View previous topic :: View next topic |
Author |
Message |
snIP3r l33t
![l33t l33t](/images/ranks/rank_rect_4.gif)
Joined: 21 May 2004 Posts: 853 Location: germany
|
Posted: Sat Jan 05, 2008 12:37 pm Post subject: what is this log entry "Machine check events logged&quo |
|
|
hi all!
recentrly i checked my /var/log/messages an i found these entries:
Code: |
Jan 1 17:48:58 area52 Machine check events logged
Jan 1 17:55:13 area52 Machine check events logged
Jan 1 18:01:19 area52 Machine check events logged
Jan 1 18:15:41 area52 Machine check events logged
Jan 1 18:21:56 area52 Machine check events logged
Jan 1 18:29:26 area52 Machine check events logged
Jan 1 18:38:10 area52 Machine check events logged
Jan 1 18:45:40 area52 Machine check events logged
Jan 1 18:53:10 area52 Machine check events logged
Jan 1 18:58:47 area52 Machine check events logged
Jan 1 19:05:02 area52 Machine check events logged
|
there are no more log-entries like these - not before nor after. i dont know what they mean and who produced them. i also checked my emerge log - i havent installed any package at this timestamp or before that could produce these messages.

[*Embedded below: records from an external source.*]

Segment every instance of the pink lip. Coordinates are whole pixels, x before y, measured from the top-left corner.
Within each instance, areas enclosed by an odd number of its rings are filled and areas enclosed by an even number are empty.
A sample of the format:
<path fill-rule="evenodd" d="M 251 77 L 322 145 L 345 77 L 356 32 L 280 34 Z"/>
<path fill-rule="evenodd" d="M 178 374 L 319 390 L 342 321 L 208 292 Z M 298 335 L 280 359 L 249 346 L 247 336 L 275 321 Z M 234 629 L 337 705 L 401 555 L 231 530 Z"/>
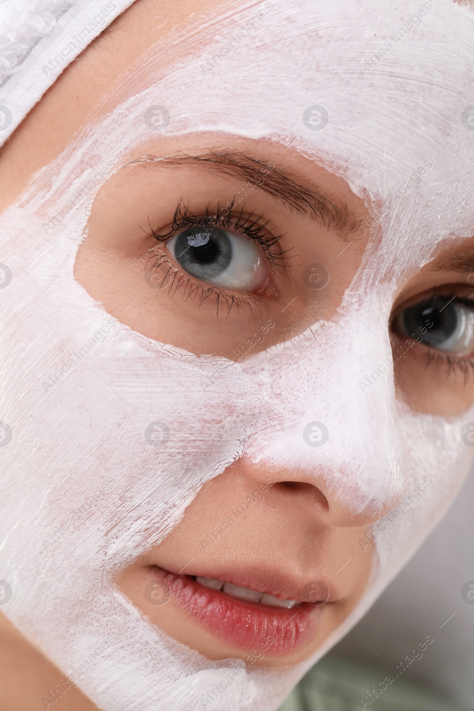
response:
<path fill-rule="evenodd" d="M 205 587 L 188 575 L 178 575 L 156 566 L 153 578 L 166 590 L 170 600 L 207 628 L 216 637 L 238 649 L 286 655 L 308 643 L 316 634 L 323 606 L 303 603 L 290 609 L 247 602 L 221 591 Z"/>

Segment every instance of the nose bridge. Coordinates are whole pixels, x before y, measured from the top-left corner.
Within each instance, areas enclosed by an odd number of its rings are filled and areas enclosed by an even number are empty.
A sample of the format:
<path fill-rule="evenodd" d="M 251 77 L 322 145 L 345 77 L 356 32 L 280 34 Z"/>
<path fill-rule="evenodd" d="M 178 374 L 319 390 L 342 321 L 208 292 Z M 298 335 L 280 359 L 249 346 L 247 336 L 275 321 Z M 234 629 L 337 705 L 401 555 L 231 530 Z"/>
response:
<path fill-rule="evenodd" d="M 330 507 L 373 519 L 398 503 L 407 480 L 387 321 L 380 309 L 348 311 L 269 349 L 260 358 L 267 407 L 247 448 L 316 486 Z"/>

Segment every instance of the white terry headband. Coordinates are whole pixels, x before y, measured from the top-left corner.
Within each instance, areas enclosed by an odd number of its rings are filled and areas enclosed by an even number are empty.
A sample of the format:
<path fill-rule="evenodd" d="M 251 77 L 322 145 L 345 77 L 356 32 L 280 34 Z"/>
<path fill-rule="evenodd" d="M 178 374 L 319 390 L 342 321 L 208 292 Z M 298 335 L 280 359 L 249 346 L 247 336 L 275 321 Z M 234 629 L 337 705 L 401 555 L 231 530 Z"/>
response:
<path fill-rule="evenodd" d="M 134 0 L 0 0 L 0 146 Z"/>

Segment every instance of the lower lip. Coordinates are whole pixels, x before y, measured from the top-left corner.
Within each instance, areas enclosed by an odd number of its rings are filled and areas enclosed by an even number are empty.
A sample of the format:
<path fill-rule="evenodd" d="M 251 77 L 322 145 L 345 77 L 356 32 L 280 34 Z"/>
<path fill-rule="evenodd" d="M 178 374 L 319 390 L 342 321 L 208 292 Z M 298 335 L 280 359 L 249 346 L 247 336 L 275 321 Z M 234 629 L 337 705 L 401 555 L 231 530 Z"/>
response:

can someone describe what this means? do i have to worry?
thx in advance
snIP3r _________________ Intel i3-4130T on ASUS P9D-X
Kernel 5.15.88-gentoo SMP
-----------------------------------------------
if your problem is fixed please add something like [solved] to the topic! |
|
Back to top |
|
![](templates/gentoo/images/spacer.gif) |
bunder Bodhisattva
![Bodhisattva Bodhisattva](/images/ranks/rank-bodhisattva.gif)
Joined: 10 Apr 2004 Posts: 5947
|
Posted: Sat Jan 05, 2008 1:07 pm Post subject: |
|
|
those are from the machine check exception option from the kernel.

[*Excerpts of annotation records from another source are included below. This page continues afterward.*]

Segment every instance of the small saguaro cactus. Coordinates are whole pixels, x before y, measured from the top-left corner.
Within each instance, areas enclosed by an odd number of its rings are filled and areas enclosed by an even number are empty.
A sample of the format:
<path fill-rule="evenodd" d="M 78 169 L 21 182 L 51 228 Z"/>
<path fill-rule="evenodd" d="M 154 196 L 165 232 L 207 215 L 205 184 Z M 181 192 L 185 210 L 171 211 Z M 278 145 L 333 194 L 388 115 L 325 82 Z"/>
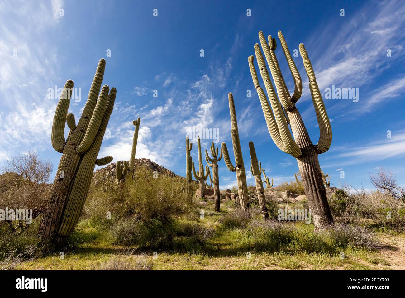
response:
<path fill-rule="evenodd" d="M 229 159 L 226 144 L 222 142 L 221 144 L 224 154 L 224 160 L 226 167 L 231 172 L 236 173 L 237 182 L 238 184 L 238 194 L 241 203 L 241 208 L 244 211 L 247 211 L 249 208 L 247 205 L 247 183 L 246 182 L 246 173 L 243 164 L 243 159 L 242 156 L 241 142 L 239 139 L 239 131 L 238 130 L 238 123 L 236 120 L 236 112 L 235 111 L 235 104 L 233 102 L 232 93 L 228 94 L 229 101 L 229 111 L 230 113 L 231 128 L 231 135 L 232 137 L 232 144 L 233 145 L 233 153 L 235 156 L 235 166 Z"/>
<path fill-rule="evenodd" d="M 322 172 L 322 171 L 321 171 Z M 325 184 L 325 187 L 330 187 L 330 180 L 326 180 L 326 178 L 329 176 L 329 174 L 327 173 L 326 175 L 324 175 L 324 172 L 322 172 L 322 179 L 324 181 L 324 184 Z"/>
<path fill-rule="evenodd" d="M 205 161 L 207 164 L 210 167 L 212 168 L 212 176 L 213 176 L 213 179 L 211 179 L 211 174 L 209 175 L 210 179 L 213 181 L 214 184 L 214 197 L 215 199 L 215 211 L 219 212 L 220 205 L 221 204 L 221 197 L 220 195 L 220 178 L 218 176 L 218 162 L 221 160 L 222 158 L 222 150 L 221 149 L 221 152 L 220 154 L 219 158 L 218 157 L 218 147 L 216 148 L 214 146 L 214 142 L 211 143 L 211 146 L 209 146 L 209 149 L 211 151 L 211 155 L 212 158 L 211 158 L 208 155 L 208 151 L 205 150 Z M 210 163 L 209 162 L 211 162 Z"/>
<path fill-rule="evenodd" d="M 297 184 L 300 184 L 300 180 L 298 180 L 298 177 L 297 177 L 297 174 L 294 173 L 294 177 L 295 177 L 295 182 L 297 182 Z"/>
<path fill-rule="evenodd" d="M 250 172 L 254 176 L 256 190 L 257 191 L 257 196 L 259 199 L 259 206 L 262 210 L 263 217 L 266 219 L 269 218 L 269 210 L 266 205 L 264 190 L 263 188 L 263 182 L 262 182 L 262 165 L 260 165 L 259 167 L 254 145 L 251 141 L 249 142 L 249 149 L 250 151 Z"/>
<path fill-rule="evenodd" d="M 313 69 L 308 57 L 308 53 L 304 45 L 301 43 L 299 45 L 300 52 L 309 79 L 309 89 L 320 131 L 318 143 L 314 145 L 309 138 L 301 115 L 295 106 L 296 103 L 302 92 L 301 77 L 281 31 L 279 31 L 278 36 L 295 85 L 292 96 L 290 95 L 286 85 L 276 57 L 275 52 L 276 40 L 269 35 L 268 43 L 262 31 L 259 32 L 259 39 L 270 66 L 281 104 L 273 88 L 266 62 L 258 43 L 255 45 L 254 51 L 270 100 L 270 104 L 259 84 L 253 56 L 249 57 L 248 59 L 250 73 L 271 138 L 281 151 L 290 154 L 296 159 L 304 184 L 305 194 L 308 198 L 308 205 L 311 210 L 315 229 L 315 230 L 322 229 L 333 221 L 322 183 L 318 160 L 318 155 L 326 152 L 330 147 L 332 142 L 330 122 L 316 83 Z M 294 138 L 288 128 L 288 124 L 292 131 Z"/>
<path fill-rule="evenodd" d="M 73 81 L 66 82 L 56 106 L 51 139 L 55 150 L 63 154 L 39 233 L 41 239 L 49 240 L 54 248 L 63 245 L 77 222 L 94 166 L 113 160 L 111 156 L 97 159 L 117 93 L 115 88 L 110 90 L 107 85 L 100 92 L 105 68 L 105 60 L 102 59 L 77 125 L 75 116 L 68 114 Z M 66 122 L 70 131 L 65 140 Z"/>
<path fill-rule="evenodd" d="M 136 143 L 138 142 L 138 134 L 139 132 L 139 126 L 141 125 L 141 118 L 132 122 L 132 124 L 135 126 L 135 130 L 134 131 L 134 137 L 132 141 L 132 148 L 131 150 L 131 157 L 129 160 L 128 169 L 132 173 L 132 178 L 134 178 L 134 168 L 135 167 L 135 154 L 136 152 Z"/>
<path fill-rule="evenodd" d="M 190 155 L 190 152 L 193 148 L 193 143 L 190 143 L 188 137 L 185 137 L 185 184 L 184 187 L 184 195 L 187 199 L 192 200 L 190 195 L 190 183 L 193 180 L 191 176 L 192 163 L 193 159 Z"/>
<path fill-rule="evenodd" d="M 261 162 L 259 162 L 259 164 L 260 165 L 260 168 L 262 168 L 262 163 Z M 264 169 L 262 169 L 262 172 L 263 172 L 263 176 L 264 176 L 264 181 L 263 182 L 263 183 L 266 183 L 266 188 L 271 188 L 273 187 L 273 178 L 271 178 L 271 183 L 270 183 L 270 180 L 269 179 L 269 176 L 266 176 L 266 173 L 265 172 L 266 170 Z"/>
<path fill-rule="evenodd" d="M 199 169 L 199 171 L 197 171 L 196 173 L 196 169 L 194 167 L 194 162 L 192 161 L 191 162 L 192 167 L 192 169 L 194 178 L 200 182 L 200 196 L 201 197 L 205 197 L 204 193 L 204 189 L 205 188 L 205 180 L 208 178 L 208 173 L 209 173 L 209 169 L 208 168 L 208 166 L 205 166 L 205 174 L 204 165 L 202 164 L 202 156 L 201 154 L 201 145 L 200 141 L 200 136 L 198 136 L 197 138 L 197 144 L 198 146 L 198 168 Z"/>

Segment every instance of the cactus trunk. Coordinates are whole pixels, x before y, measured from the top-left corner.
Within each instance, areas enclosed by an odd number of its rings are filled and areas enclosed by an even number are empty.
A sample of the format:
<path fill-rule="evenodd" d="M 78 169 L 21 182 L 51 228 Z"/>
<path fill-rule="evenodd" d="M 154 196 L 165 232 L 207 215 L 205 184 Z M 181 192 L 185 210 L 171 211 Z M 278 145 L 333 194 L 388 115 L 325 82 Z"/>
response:
<path fill-rule="evenodd" d="M 105 66 L 102 59 L 92 84 L 87 102 L 77 126 L 74 117 L 67 114 L 70 95 L 65 89 L 73 88 L 68 81 L 58 103 L 51 140 L 54 148 L 63 153 L 39 231 L 41 239 L 55 248 L 63 245 L 77 223 L 88 191 L 95 165 L 110 162 L 112 157 L 97 159 L 105 129 L 112 111 L 116 90 L 103 86 L 97 100 Z M 70 129 L 64 140 L 66 119 Z"/>
<path fill-rule="evenodd" d="M 259 32 L 259 39 L 276 86 L 277 94 L 270 80 L 260 46 L 257 43 L 254 46 L 256 60 L 270 104 L 259 84 L 253 56 L 248 59 L 249 67 L 271 138 L 281 150 L 291 154 L 297 160 L 308 204 L 311 209 L 315 229 L 315 230 L 323 229 L 333 223 L 333 219 L 322 182 L 318 155 L 326 152 L 330 147 L 332 137 L 330 122 L 308 53 L 304 45 L 301 43 L 299 46 L 300 53 L 309 79 L 309 89 L 320 131 L 318 142 L 314 145 L 311 141 L 295 105 L 302 92 L 301 77 L 281 31 L 279 31 L 278 35 L 294 79 L 295 88 L 292 96 L 290 95 L 281 75 L 275 52 L 277 46 L 276 40 L 272 38 L 271 35 L 268 36 L 268 43 L 263 32 Z M 294 138 L 288 129 L 289 124 Z"/>
<path fill-rule="evenodd" d="M 238 194 L 241 204 L 241 208 L 244 211 L 247 211 L 249 208 L 247 204 L 247 183 L 246 182 L 246 172 L 243 164 L 243 159 L 242 156 L 242 150 L 241 149 L 241 142 L 239 139 L 239 131 L 238 130 L 238 123 L 236 119 L 236 112 L 235 111 L 235 104 L 233 101 L 232 93 L 228 94 L 229 102 L 229 111 L 230 113 L 230 120 L 232 129 L 231 135 L 232 137 L 232 144 L 233 146 L 233 152 L 235 156 L 235 167 L 232 164 L 229 158 L 226 144 L 224 142 L 221 144 L 221 147 L 224 154 L 224 159 L 228 169 L 232 172 L 236 173 L 236 180 L 238 184 Z"/>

http://en.wikipedia.org/wiki/Machine_Check_Exception
Quote: | MCE: The hardware reports a non fatal, correctable incident occurred on CPU 0.
Bank 1: 9400000000000151
MCE: The hardware reports a non fatal, correctable incident occurred on CPU 0.
Bank 2: 940040000000017a
|
not sure why it doesn't give you more info compared to the one i pasted above though. i'd check for overheating or ram errors.
cheers _________________
Neddyseagoon wrote: | The problem with leaving is that you can only do it once and it reduces your influence. |
banned from #gentoo since sept 2017 |
|
Back to top |
|
![](templates/gentoo/images/spacer.gif) |
snIP3r l33t
![l33t l33t](/images/ranks/rank_rect_4.gif)

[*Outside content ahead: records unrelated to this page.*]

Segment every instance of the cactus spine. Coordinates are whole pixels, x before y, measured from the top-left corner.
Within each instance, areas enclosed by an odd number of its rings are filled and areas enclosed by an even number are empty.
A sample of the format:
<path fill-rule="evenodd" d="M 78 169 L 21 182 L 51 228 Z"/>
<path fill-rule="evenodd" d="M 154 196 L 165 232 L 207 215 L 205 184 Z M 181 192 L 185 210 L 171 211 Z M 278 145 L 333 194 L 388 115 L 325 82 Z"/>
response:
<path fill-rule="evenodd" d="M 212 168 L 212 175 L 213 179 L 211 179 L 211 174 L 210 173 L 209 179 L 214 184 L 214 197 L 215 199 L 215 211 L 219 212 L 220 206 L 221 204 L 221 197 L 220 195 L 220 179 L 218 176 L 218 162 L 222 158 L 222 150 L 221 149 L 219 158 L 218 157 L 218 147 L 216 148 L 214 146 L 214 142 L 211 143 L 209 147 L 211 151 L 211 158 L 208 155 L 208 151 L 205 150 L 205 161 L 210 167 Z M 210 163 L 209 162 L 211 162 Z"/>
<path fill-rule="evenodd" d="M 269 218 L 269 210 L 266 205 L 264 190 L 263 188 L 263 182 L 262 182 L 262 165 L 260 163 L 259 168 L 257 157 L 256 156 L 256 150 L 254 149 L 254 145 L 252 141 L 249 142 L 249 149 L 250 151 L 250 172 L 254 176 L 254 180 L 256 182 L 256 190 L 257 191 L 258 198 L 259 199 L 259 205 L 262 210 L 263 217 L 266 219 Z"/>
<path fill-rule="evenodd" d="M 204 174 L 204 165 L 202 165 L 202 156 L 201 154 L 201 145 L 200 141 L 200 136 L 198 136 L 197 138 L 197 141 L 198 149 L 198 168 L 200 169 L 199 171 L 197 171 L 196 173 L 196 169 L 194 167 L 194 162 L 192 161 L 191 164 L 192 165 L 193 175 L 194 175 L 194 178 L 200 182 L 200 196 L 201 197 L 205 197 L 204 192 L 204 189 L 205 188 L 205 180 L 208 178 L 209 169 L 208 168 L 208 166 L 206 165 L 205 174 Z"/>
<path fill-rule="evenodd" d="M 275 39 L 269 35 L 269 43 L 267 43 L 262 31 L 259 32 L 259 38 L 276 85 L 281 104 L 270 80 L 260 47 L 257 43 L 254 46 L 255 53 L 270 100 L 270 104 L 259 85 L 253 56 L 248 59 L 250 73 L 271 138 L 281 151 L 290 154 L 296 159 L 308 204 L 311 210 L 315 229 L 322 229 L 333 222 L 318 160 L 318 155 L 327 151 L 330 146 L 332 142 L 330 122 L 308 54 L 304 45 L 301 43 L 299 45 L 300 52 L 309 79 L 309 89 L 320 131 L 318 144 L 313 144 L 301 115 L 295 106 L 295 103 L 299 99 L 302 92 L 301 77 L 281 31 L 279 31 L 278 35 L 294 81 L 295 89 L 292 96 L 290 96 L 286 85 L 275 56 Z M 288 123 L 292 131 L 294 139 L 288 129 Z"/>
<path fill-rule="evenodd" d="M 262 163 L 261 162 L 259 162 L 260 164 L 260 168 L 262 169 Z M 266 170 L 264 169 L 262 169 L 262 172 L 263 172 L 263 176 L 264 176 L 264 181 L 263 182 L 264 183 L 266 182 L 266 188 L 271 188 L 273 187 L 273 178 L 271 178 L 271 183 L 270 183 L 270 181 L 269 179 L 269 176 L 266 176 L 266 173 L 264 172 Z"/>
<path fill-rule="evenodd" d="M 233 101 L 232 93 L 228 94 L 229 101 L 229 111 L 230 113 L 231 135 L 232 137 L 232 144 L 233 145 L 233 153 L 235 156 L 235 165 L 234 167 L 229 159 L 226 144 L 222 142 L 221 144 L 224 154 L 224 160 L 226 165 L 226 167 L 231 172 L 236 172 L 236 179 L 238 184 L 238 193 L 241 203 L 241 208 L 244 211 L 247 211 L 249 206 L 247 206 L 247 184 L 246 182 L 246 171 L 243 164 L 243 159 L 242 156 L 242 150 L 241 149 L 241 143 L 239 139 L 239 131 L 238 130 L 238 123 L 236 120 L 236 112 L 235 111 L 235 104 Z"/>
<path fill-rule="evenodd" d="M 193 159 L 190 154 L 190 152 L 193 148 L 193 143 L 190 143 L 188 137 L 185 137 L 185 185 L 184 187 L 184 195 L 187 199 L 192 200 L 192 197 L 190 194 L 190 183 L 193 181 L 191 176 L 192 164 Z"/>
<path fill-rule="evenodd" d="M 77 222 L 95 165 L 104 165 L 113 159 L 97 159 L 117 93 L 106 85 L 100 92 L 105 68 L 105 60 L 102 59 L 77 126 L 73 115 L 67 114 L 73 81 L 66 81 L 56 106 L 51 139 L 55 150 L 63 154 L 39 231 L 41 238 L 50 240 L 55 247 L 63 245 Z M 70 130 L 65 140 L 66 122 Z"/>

Joined: 21 May 2004 Posts: 853 Location: germany
|
Posted: Sat Jan 05, 2008 1:48 pm Post subject: |
|
|
is this cause i do not have installed mcelog-package? _________________ Intel i3-4130T on ASUS P9D-X
Kernel 5.15.88-gentoo SMP
-----------------------------------------------
if your problem is fixed please add something like [solved] to the topic! |
|
Back to top |
|
![](templates/gentoo/images/spacer.gif) |
snIP3r l33t
![l33t l33t](/images/ranks/rank_rect_4.gif)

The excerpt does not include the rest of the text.